Community groups, themselves end-users of health care, are well-positioned to keep the health system accountable, provide feedback on the quality of services, and identify emerging health concerns. However, many community groups are perpetually excluded from accessing and using health information. Using qualitative, ethnographic methods, this paper investigates different strategies used by the Movement for Change and Social Justice (MCSJ), a local health activism group, to collect, use, and distribute health information to improve health care in Gugulethu, a low-income neighbourhood in Cape Town, South Africa.

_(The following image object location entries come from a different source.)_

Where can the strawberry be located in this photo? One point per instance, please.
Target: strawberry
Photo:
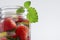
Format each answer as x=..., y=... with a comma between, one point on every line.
x=9, y=24
x=26, y=22
x=20, y=19
x=22, y=32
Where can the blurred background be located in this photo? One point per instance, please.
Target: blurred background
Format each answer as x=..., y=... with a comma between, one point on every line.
x=48, y=27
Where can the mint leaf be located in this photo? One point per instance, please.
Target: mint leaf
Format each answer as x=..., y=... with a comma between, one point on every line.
x=20, y=10
x=27, y=4
x=32, y=15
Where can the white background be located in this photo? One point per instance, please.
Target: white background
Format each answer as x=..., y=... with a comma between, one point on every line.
x=48, y=27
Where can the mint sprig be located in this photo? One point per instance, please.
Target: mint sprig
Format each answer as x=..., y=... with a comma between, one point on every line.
x=32, y=15
x=27, y=4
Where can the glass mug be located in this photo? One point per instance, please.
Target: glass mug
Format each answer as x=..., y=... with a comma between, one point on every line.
x=10, y=22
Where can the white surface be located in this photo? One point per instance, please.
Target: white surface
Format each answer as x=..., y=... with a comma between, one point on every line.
x=48, y=27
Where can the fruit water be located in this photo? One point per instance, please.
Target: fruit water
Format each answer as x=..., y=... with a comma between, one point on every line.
x=13, y=26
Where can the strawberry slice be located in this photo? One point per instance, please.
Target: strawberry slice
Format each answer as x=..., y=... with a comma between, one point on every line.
x=22, y=32
x=9, y=24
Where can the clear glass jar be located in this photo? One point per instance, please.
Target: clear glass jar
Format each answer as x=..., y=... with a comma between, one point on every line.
x=10, y=21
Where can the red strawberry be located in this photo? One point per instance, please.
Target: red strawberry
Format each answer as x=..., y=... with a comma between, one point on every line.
x=8, y=24
x=3, y=38
x=20, y=19
x=22, y=32
x=26, y=22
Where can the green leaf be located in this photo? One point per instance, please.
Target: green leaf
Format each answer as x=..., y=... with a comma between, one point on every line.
x=32, y=15
x=27, y=4
x=20, y=10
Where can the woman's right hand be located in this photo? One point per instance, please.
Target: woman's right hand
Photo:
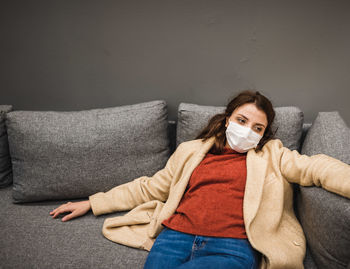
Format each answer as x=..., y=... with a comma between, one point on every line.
x=77, y=209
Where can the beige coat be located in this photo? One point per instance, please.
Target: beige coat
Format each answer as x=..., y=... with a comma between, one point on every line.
x=270, y=223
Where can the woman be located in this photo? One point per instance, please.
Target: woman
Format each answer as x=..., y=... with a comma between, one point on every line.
x=223, y=200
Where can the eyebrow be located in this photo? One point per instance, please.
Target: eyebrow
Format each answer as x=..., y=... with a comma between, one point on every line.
x=248, y=119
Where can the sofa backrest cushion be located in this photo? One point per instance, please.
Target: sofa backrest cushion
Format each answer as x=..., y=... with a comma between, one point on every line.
x=65, y=155
x=5, y=160
x=326, y=224
x=329, y=135
x=193, y=118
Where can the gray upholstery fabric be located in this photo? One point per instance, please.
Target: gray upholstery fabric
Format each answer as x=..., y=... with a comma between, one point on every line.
x=329, y=135
x=193, y=118
x=5, y=160
x=63, y=155
x=325, y=216
x=30, y=238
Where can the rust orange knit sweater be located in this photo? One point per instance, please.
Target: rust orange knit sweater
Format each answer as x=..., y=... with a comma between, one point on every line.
x=213, y=201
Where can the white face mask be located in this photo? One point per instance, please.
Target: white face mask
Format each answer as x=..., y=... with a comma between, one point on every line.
x=240, y=138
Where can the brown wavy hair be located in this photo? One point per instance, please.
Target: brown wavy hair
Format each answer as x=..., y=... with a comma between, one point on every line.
x=216, y=125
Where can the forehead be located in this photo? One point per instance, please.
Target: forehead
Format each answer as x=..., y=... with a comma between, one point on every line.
x=251, y=112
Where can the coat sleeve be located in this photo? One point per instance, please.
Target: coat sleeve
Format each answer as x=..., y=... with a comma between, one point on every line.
x=140, y=190
x=320, y=170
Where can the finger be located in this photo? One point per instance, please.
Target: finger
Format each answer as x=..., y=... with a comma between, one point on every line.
x=69, y=216
x=62, y=210
x=61, y=206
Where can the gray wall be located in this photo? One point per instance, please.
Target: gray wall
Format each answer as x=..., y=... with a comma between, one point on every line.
x=73, y=55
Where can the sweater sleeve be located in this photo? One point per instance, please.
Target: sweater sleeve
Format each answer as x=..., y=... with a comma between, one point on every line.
x=320, y=170
x=131, y=194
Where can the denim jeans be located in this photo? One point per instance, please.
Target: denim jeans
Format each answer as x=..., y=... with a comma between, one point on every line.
x=173, y=249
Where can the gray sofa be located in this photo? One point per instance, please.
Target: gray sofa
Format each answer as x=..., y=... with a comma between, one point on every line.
x=48, y=158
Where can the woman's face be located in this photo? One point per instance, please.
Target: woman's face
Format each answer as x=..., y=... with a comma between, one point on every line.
x=250, y=116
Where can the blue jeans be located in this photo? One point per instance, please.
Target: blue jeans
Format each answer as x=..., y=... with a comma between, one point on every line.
x=173, y=249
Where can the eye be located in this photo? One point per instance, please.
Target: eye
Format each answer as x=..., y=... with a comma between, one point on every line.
x=240, y=120
x=259, y=129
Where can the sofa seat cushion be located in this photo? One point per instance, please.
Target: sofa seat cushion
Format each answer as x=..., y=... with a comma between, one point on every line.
x=31, y=238
x=63, y=155
x=192, y=118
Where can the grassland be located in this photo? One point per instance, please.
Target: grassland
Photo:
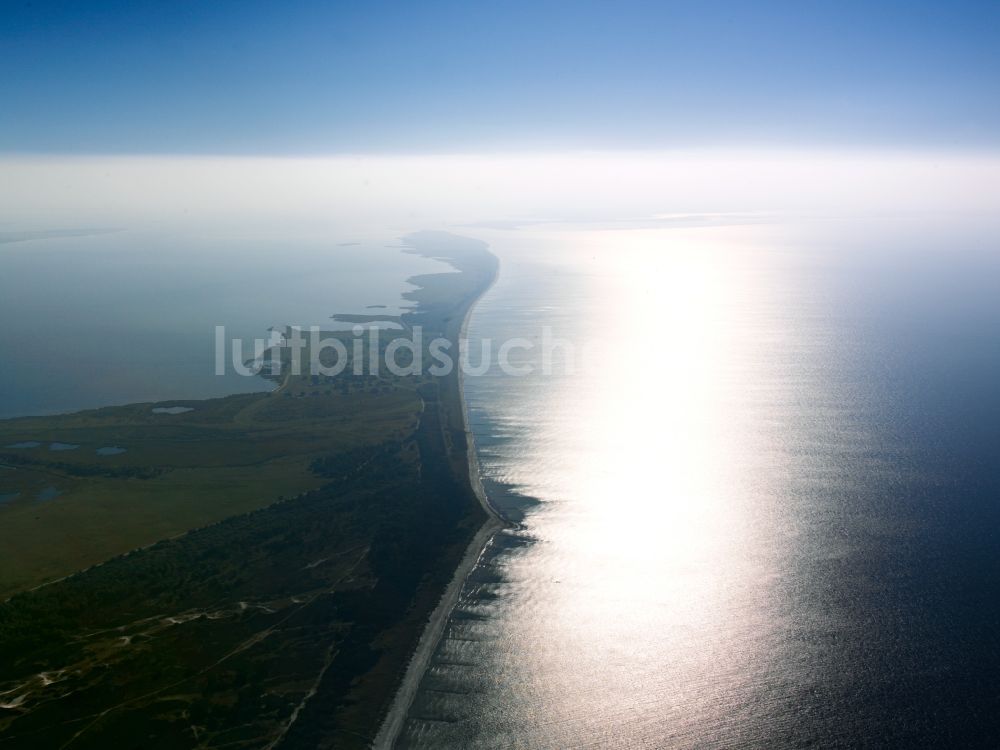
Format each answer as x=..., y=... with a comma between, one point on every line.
x=260, y=567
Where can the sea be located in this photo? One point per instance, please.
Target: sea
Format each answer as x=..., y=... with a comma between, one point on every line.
x=763, y=510
x=751, y=463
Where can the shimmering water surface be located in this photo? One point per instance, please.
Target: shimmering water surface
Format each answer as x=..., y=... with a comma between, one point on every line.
x=763, y=513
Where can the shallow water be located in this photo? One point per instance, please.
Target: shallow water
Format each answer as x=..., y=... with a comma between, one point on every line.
x=130, y=316
x=764, y=515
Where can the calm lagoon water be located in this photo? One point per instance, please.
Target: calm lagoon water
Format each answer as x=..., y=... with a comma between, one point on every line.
x=130, y=316
x=764, y=515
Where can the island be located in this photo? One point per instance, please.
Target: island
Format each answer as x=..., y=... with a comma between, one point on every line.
x=249, y=571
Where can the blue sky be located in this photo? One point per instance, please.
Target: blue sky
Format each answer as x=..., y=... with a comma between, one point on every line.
x=331, y=77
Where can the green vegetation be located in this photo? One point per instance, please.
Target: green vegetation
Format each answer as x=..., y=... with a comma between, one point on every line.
x=291, y=546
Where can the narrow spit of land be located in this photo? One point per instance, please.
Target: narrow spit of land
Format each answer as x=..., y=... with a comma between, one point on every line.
x=254, y=572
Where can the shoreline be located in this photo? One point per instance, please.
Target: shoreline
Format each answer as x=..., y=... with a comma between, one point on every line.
x=406, y=692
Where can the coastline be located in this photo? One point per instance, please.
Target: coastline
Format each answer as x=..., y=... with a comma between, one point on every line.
x=395, y=718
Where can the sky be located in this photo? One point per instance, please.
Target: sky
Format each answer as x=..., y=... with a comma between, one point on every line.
x=310, y=77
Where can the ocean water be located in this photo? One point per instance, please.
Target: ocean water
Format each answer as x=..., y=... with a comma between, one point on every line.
x=129, y=316
x=763, y=512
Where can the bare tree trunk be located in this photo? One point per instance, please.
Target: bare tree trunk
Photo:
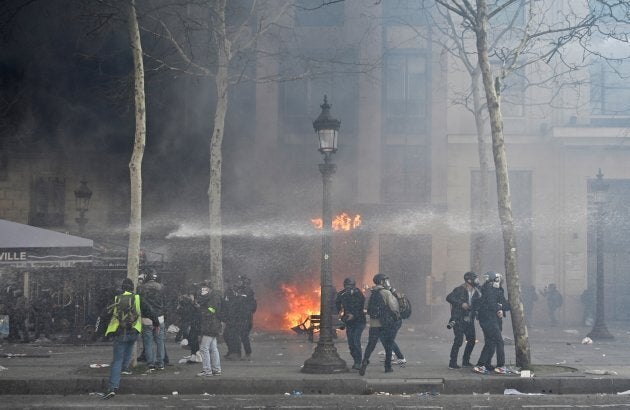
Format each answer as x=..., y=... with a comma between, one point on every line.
x=223, y=48
x=135, y=165
x=479, y=238
x=519, y=326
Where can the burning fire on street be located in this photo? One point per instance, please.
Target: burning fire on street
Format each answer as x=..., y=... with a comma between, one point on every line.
x=293, y=301
x=300, y=304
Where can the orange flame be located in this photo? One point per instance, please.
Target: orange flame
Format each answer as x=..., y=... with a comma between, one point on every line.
x=300, y=305
x=342, y=222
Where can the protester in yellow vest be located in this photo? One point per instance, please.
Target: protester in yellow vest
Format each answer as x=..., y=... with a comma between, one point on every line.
x=125, y=334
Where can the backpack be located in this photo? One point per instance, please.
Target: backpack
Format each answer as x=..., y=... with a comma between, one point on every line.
x=378, y=309
x=404, y=305
x=126, y=313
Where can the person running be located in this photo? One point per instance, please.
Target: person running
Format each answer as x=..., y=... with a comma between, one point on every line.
x=491, y=308
x=209, y=301
x=383, y=311
x=125, y=327
x=349, y=303
x=463, y=319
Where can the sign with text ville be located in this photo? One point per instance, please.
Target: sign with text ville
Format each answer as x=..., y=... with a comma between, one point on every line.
x=25, y=246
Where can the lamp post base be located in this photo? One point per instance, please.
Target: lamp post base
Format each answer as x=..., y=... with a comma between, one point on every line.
x=600, y=332
x=325, y=360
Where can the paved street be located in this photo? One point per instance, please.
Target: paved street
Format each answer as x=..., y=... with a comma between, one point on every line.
x=562, y=365
x=415, y=401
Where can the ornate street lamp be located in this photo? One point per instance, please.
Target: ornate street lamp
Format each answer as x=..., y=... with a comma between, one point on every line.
x=82, y=197
x=325, y=358
x=599, y=190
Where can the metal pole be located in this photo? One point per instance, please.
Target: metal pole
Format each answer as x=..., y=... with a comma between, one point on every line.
x=325, y=358
x=600, y=331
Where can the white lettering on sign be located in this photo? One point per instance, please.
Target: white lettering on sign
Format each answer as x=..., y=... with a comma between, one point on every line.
x=12, y=256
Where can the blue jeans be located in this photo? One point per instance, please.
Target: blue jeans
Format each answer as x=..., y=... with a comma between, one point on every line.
x=123, y=348
x=353, y=333
x=210, y=357
x=153, y=345
x=386, y=336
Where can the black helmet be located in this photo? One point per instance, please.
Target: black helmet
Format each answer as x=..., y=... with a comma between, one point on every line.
x=470, y=276
x=493, y=276
x=379, y=278
x=245, y=281
x=127, y=285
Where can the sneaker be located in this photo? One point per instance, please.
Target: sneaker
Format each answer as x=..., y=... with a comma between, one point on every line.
x=363, y=368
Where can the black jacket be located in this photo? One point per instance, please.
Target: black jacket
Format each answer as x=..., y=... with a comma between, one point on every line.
x=491, y=301
x=351, y=302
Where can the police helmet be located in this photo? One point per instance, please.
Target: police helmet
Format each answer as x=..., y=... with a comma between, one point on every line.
x=470, y=276
x=127, y=285
x=379, y=278
x=493, y=277
x=152, y=275
x=244, y=280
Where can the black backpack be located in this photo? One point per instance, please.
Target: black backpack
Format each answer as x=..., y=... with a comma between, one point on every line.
x=404, y=305
x=126, y=313
x=378, y=309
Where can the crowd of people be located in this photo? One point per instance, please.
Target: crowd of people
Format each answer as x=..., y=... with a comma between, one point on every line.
x=204, y=313
x=483, y=299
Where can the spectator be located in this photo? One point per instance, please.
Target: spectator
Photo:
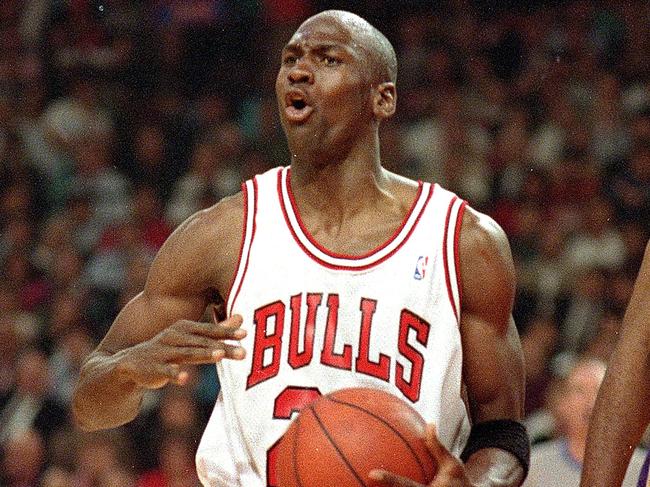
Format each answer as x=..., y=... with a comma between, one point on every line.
x=558, y=461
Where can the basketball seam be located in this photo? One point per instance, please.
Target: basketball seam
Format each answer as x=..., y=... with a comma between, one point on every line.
x=400, y=436
x=296, y=474
x=336, y=448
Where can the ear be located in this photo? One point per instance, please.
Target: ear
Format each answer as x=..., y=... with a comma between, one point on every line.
x=384, y=100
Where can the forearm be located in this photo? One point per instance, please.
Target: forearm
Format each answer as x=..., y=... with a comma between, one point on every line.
x=619, y=419
x=493, y=467
x=105, y=397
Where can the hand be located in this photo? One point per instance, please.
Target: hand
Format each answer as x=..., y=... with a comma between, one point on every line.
x=450, y=471
x=156, y=362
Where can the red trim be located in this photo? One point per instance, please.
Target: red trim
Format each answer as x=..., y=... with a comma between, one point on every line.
x=243, y=240
x=345, y=256
x=232, y=305
x=459, y=224
x=444, y=257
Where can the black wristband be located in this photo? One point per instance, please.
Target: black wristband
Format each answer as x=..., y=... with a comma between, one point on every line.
x=505, y=434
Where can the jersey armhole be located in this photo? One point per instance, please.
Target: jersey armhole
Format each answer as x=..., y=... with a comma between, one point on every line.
x=249, y=190
x=451, y=253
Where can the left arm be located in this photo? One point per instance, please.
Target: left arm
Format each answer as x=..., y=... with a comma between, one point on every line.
x=493, y=369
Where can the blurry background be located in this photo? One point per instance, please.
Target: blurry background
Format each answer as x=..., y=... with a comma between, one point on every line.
x=120, y=118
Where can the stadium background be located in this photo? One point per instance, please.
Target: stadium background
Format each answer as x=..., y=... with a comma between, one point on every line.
x=120, y=118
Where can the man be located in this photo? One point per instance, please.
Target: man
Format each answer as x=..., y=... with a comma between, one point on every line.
x=559, y=461
x=336, y=273
x=622, y=413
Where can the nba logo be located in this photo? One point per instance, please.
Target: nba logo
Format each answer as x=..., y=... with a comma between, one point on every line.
x=421, y=267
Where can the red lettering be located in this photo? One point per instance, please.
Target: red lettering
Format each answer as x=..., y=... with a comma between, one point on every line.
x=300, y=359
x=380, y=369
x=410, y=321
x=265, y=341
x=328, y=357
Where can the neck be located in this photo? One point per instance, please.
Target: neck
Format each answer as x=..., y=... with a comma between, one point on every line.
x=576, y=445
x=332, y=181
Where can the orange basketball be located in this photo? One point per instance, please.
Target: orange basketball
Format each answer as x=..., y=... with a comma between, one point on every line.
x=340, y=437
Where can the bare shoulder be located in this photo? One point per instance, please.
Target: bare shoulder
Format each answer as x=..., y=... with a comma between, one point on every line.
x=202, y=252
x=487, y=269
x=481, y=236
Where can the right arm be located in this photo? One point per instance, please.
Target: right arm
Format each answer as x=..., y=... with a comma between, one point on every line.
x=157, y=332
x=621, y=413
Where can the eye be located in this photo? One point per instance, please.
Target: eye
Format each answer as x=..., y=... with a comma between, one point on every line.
x=330, y=61
x=289, y=59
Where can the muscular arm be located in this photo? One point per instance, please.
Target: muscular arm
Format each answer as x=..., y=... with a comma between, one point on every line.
x=492, y=358
x=156, y=331
x=621, y=413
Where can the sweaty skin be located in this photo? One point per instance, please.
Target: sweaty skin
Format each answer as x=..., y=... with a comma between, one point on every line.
x=335, y=85
x=622, y=409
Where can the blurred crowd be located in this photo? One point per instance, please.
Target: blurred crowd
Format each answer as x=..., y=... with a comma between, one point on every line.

The paper begins by providing background on health information use and exchange in Sub Saharan Africa, including in South Africa, where district-based integrated health information systems have emerged in the past 25 years but are mostly inaccessible to non-health actors, such as community activists. In the absence of community-based health information systems (CBHISs) in South Africa, clinic committees have been established to monitor the performance of health facilities through ongoing engagement with health workers and community members. Other strategies used to improve community engagement with health information systems are community monitoring, citizen report cards (CRCs), community score cards (CSCs), and social audits, which enable communities to collect their own information to improve services, create access to health services, and change the behaviour of healthcare providers (HCPs).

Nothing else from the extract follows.